I am finally taking time to write on my website after being “away” almost two years…With everything that has been happening in the world lately and all the stress I’ve been under being an essential worker, I decided to take an extra day out of my week to work on just the art things and doing a little more self-care. This means printing, carving, and writing on this website (plus maybe a few mixed beverages and a refreshing “spa” face mask or two (speaking of, WEAR A DARN MASK WHEN YOU GO OUT!!! K, thanks BAI!)).
I’ve been working on a few new prints these last few weeks, one being for my friend as a birthday present and the other as an experimental project. I usually use a jig with pins when I print but this time I wanted to try a different way to register, the T and Bar Method, that I learned in college. I now regret this because the registration accuracy is not the best as the block can slide if you are not careful to physically hold it in place as it first starts going through the press. There is a slight kick-back from the press that can dislodge the paper and/or block from the original position you placed it in.
Here are a few photos to help explain the T and Bar Method:
The paper underneath the block and sheet of vinyl is a piece of newsprint that has been drawn on with sharpie outlining the placement of the block as well as the paper. Each of which has a line in the direct middle all the way down, lining up their centers from left to right. After you’ve set the pressure and inked your block, you line up the block with it’s outline on the press and then line up the left edge of the paper along it’s respective line as well.
After the left edge has been lined up, you “drop” the paper down and line it up with the right side centering line. You gently flatten the paper down with your hand to help keep it in place (wet ink + dry paper = good traction), run it through the press and you’ve got your print!
If you look closely it is slightly off on registration because of the many factors I mentioned before (human error, not enough traction, kick-back on the press…). I really prefer the method I’ve stuck with until meow. I mean, now.
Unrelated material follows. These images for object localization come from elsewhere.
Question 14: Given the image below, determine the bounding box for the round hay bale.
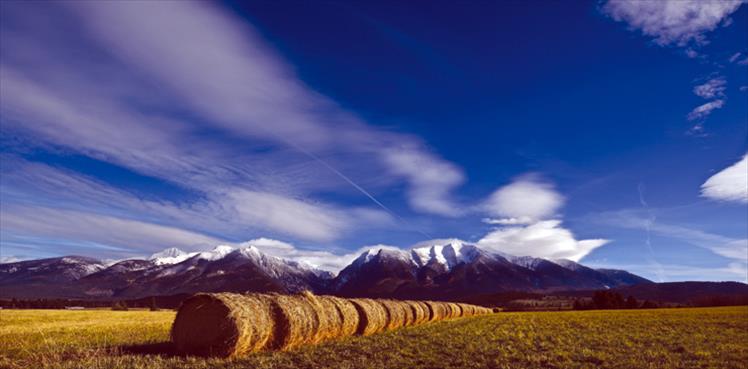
[430,301,450,321]
[266,293,320,350]
[378,299,407,330]
[461,304,475,317]
[447,302,462,318]
[322,295,360,338]
[423,301,444,322]
[171,293,275,357]
[305,293,359,341]
[462,304,475,316]
[457,303,469,317]
[409,301,429,325]
[399,301,417,326]
[349,298,388,336]
[301,292,341,344]
[421,301,436,322]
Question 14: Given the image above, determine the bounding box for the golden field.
[1,306,746,369]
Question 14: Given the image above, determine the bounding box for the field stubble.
[0,306,746,369]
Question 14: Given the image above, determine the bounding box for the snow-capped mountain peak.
[196,245,234,261]
[237,245,263,259]
[149,247,196,265]
[352,246,412,267]
[411,241,481,270]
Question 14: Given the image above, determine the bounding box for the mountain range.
[0,241,654,300]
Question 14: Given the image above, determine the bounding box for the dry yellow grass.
[4,306,746,369]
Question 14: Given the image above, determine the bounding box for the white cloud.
[687,99,725,120]
[602,0,745,46]
[0,0,469,263]
[222,189,354,242]
[382,147,465,216]
[61,0,464,217]
[482,217,534,225]
[693,78,726,99]
[482,175,564,221]
[729,52,748,65]
[476,176,606,261]
[701,153,748,203]
[0,206,226,256]
[477,220,609,262]
[0,158,393,254]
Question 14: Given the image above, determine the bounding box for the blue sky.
[0,0,746,281]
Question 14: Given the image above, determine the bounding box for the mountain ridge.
[1,241,656,300]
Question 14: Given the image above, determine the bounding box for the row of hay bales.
[171,291,493,357]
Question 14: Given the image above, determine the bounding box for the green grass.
[1,306,747,369]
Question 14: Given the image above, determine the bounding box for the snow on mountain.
[411,241,482,271]
[553,258,584,271]
[58,257,106,276]
[196,245,235,261]
[149,247,196,265]
[349,246,413,268]
[509,256,548,271]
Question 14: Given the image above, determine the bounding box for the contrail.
[638,182,664,282]
[275,136,434,240]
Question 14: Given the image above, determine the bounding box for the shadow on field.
[118,341,184,358]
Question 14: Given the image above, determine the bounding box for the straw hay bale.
[464,304,475,317]
[378,299,408,330]
[422,301,437,322]
[460,303,475,317]
[323,295,360,338]
[428,301,449,321]
[300,292,340,344]
[349,298,388,336]
[265,293,320,350]
[399,301,416,326]
[171,293,275,357]
[408,301,429,325]
[303,292,360,341]
[445,302,461,318]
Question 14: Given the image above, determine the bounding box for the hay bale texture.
[171,293,275,357]
[172,292,491,356]
[378,299,408,330]
[349,298,388,336]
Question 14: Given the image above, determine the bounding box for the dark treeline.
[573,291,660,310]
[572,290,748,310]
[0,294,189,310]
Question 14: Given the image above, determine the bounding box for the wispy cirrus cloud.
[601,1,745,135]
[0,0,469,257]
[687,99,725,121]
[728,52,748,65]
[590,208,747,264]
[693,77,727,99]
[0,157,393,258]
[687,77,727,123]
[601,0,745,47]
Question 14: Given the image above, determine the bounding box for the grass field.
[1,306,746,369]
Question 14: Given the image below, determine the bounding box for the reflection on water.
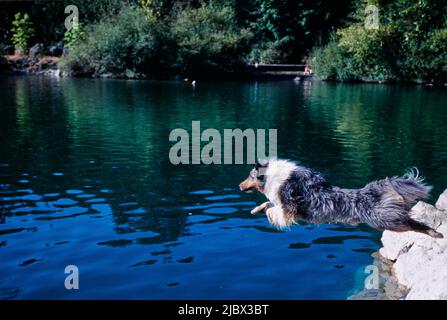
[1,76,447,299]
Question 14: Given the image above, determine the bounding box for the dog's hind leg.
[392,218,444,239]
[251,201,273,214]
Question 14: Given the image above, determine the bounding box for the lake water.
[1,76,447,299]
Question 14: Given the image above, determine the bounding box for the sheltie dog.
[239,159,443,238]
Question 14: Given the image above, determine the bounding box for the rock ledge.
[362,189,447,300]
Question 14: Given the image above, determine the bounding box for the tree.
[11,12,35,54]
[312,0,447,83]
[170,1,252,76]
[60,6,161,77]
[249,0,353,63]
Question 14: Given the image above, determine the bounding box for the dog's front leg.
[251,201,273,214]
[266,206,293,229]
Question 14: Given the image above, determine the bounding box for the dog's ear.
[255,159,269,170]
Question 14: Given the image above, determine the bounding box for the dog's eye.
[258,175,265,181]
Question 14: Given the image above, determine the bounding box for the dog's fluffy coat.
[239,159,443,238]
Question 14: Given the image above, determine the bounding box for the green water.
[0,76,446,299]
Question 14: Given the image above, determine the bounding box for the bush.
[11,12,35,54]
[61,2,253,78]
[424,28,447,81]
[248,39,291,64]
[170,2,252,76]
[311,0,447,83]
[404,27,447,82]
[249,0,353,62]
[337,24,399,81]
[63,23,85,50]
[60,6,160,77]
[310,35,362,81]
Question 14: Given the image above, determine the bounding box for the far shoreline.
[2,54,447,87]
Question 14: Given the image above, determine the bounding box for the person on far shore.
[304,65,313,75]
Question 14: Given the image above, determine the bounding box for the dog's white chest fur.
[263,159,296,206]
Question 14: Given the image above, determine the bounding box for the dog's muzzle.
[239,178,257,192]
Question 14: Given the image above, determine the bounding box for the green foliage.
[310,35,363,81]
[248,40,287,64]
[61,1,253,77]
[138,0,162,18]
[4,0,446,81]
[170,2,252,75]
[337,24,399,80]
[60,6,159,77]
[11,12,34,54]
[425,28,447,76]
[249,0,353,61]
[312,0,447,83]
[1,0,355,75]
[404,27,447,82]
[64,0,136,23]
[63,24,85,49]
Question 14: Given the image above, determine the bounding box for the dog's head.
[239,159,269,193]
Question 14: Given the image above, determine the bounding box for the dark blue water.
[1,76,447,299]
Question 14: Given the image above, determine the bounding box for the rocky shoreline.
[1,53,447,86]
[352,189,447,300]
[2,54,61,77]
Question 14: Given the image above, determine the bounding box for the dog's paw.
[251,206,262,214]
[250,201,272,214]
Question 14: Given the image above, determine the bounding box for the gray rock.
[49,42,63,57]
[378,193,447,300]
[349,252,408,300]
[379,231,416,261]
[394,244,447,299]
[3,45,15,55]
[436,189,447,211]
[379,201,445,261]
[29,43,44,59]
[411,201,446,229]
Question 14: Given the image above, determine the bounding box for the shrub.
[11,13,35,54]
[337,24,399,81]
[63,23,86,50]
[249,0,353,62]
[61,2,252,78]
[310,35,363,81]
[170,2,252,76]
[311,0,447,83]
[248,39,291,64]
[425,28,447,81]
[60,6,160,77]
[404,27,447,82]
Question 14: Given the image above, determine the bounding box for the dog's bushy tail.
[389,168,432,207]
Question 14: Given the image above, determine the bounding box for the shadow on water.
[0,76,447,299]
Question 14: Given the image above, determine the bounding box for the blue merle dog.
[239,159,443,238]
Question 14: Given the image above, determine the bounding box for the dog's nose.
[239,181,249,191]
[239,179,254,192]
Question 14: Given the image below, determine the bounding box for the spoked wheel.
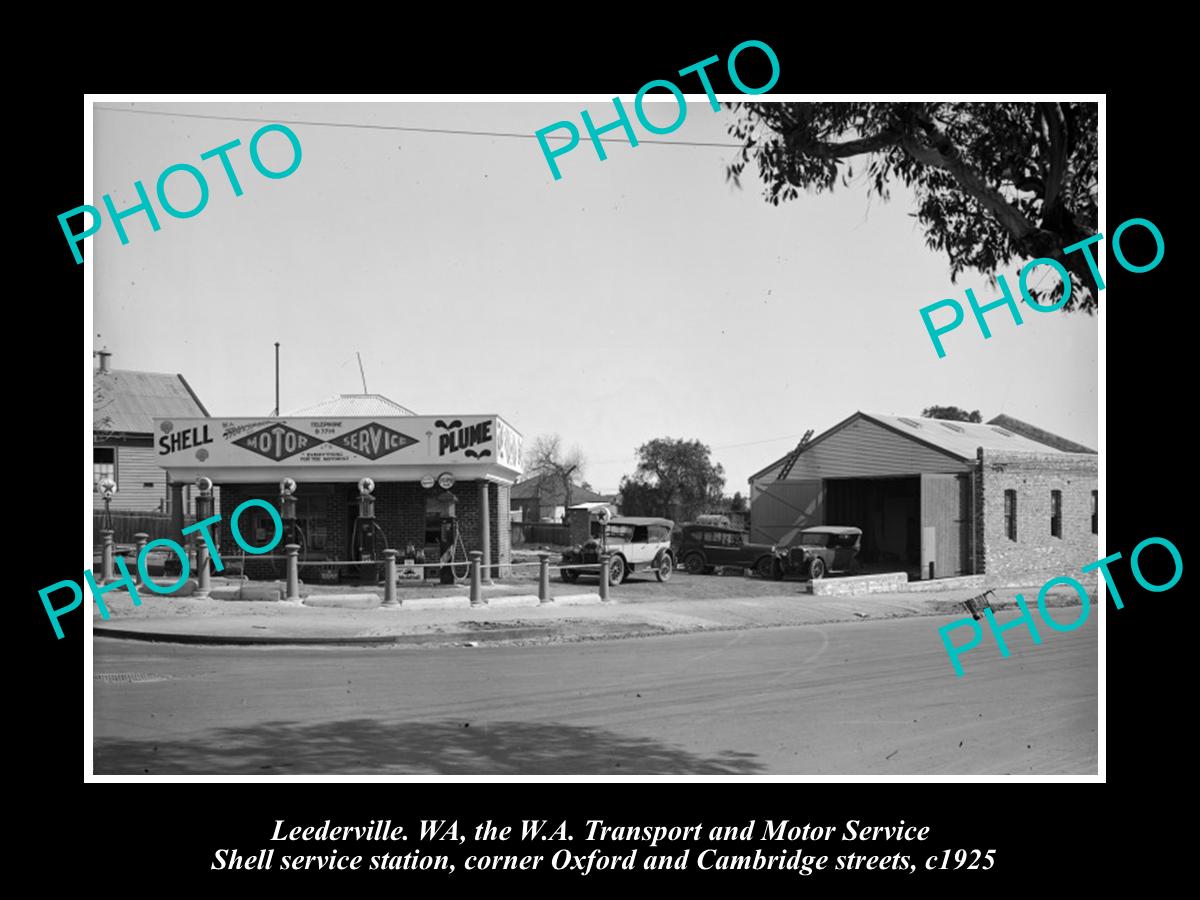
[608,555,626,585]
[561,568,579,583]
[656,554,674,582]
[755,556,775,579]
[684,553,705,575]
[809,558,826,580]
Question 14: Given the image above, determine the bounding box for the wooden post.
[382,550,399,607]
[132,533,149,585]
[100,530,115,584]
[469,550,484,606]
[285,544,301,602]
[195,539,211,598]
[599,552,610,602]
[538,552,551,604]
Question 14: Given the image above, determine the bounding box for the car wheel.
[561,568,579,583]
[755,556,774,579]
[608,555,626,585]
[809,558,826,580]
[684,553,705,575]
[656,554,673,582]
[849,558,862,576]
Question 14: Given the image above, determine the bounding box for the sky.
[93,100,1099,494]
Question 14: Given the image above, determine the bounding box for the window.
[939,422,965,433]
[1091,490,1098,535]
[93,448,115,492]
[1050,490,1062,538]
[606,524,635,543]
[425,497,442,545]
[296,494,330,553]
[1004,490,1017,541]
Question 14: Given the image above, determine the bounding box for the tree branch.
[1036,102,1068,224]
[903,114,1037,243]
[785,128,901,159]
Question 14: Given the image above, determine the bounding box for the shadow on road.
[95,718,764,775]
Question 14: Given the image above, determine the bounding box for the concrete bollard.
[285,544,301,602]
[100,530,115,584]
[195,540,211,598]
[469,551,485,607]
[132,532,149,584]
[599,551,611,602]
[538,552,552,604]
[382,549,399,608]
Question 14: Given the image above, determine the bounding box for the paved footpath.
[93,570,1089,646]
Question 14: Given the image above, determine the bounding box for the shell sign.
[153,415,523,476]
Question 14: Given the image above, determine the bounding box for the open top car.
[561,516,675,584]
[770,525,862,580]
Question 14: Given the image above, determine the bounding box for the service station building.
[154,411,523,580]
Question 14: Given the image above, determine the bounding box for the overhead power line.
[93,105,744,148]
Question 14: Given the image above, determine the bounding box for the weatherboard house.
[749,412,1097,584]
[154,393,522,580]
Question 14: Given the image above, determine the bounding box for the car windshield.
[799,531,831,547]
[606,525,634,542]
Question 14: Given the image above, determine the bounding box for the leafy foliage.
[618,438,726,522]
[726,102,1099,311]
[921,406,982,423]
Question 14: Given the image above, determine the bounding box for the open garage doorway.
[824,476,920,577]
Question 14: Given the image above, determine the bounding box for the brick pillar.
[479,479,493,583]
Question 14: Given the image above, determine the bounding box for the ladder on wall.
[776,429,814,481]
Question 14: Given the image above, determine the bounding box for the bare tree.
[523,434,586,521]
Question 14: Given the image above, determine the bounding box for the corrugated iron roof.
[749,410,1074,481]
[511,472,608,503]
[93,369,209,435]
[865,412,1064,458]
[986,414,1096,453]
[285,394,416,417]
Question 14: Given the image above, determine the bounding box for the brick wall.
[976,449,1098,585]
[494,481,511,577]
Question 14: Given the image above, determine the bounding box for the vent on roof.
[991,426,1015,438]
[939,422,965,433]
[898,417,923,429]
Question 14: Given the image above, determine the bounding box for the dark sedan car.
[769,525,862,580]
[673,524,777,578]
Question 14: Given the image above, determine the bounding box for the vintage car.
[673,524,778,578]
[769,525,863,580]
[560,516,675,584]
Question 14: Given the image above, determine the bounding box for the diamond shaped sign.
[233,423,319,461]
[331,422,418,460]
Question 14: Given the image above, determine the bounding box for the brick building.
[154,398,522,581]
[749,411,1097,583]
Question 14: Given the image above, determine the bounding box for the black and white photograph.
[81,94,1104,778]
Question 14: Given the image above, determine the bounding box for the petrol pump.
[194,476,214,577]
[278,477,301,547]
[436,488,459,584]
[352,477,383,584]
[98,476,116,532]
[277,477,303,578]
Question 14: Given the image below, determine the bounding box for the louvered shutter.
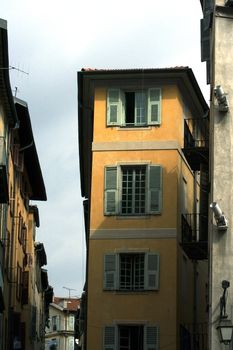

Which is the jig method.
Here are some photos of my latest portrait print that I finished for my friends birthday:
As you can see, the pins, the small ledges, and the snug-ness of the block within those ridges help keep the registration perfect (or close to). This is a small jig I had created out of some leftover mat board and wood glue for 4″x 6″ blocks and I can interchange the blocks whenever I switch projects. The results are great!
Anywho…that’s my opinion on T and Bar vs Pin Registration Methods! I’ve finished a post finally! 😀 I hope everyone stays safe and healthy and I hope to keep up posting every week!! I’ll be better about it….I hope and hope some more!! Okay, BAAAI!!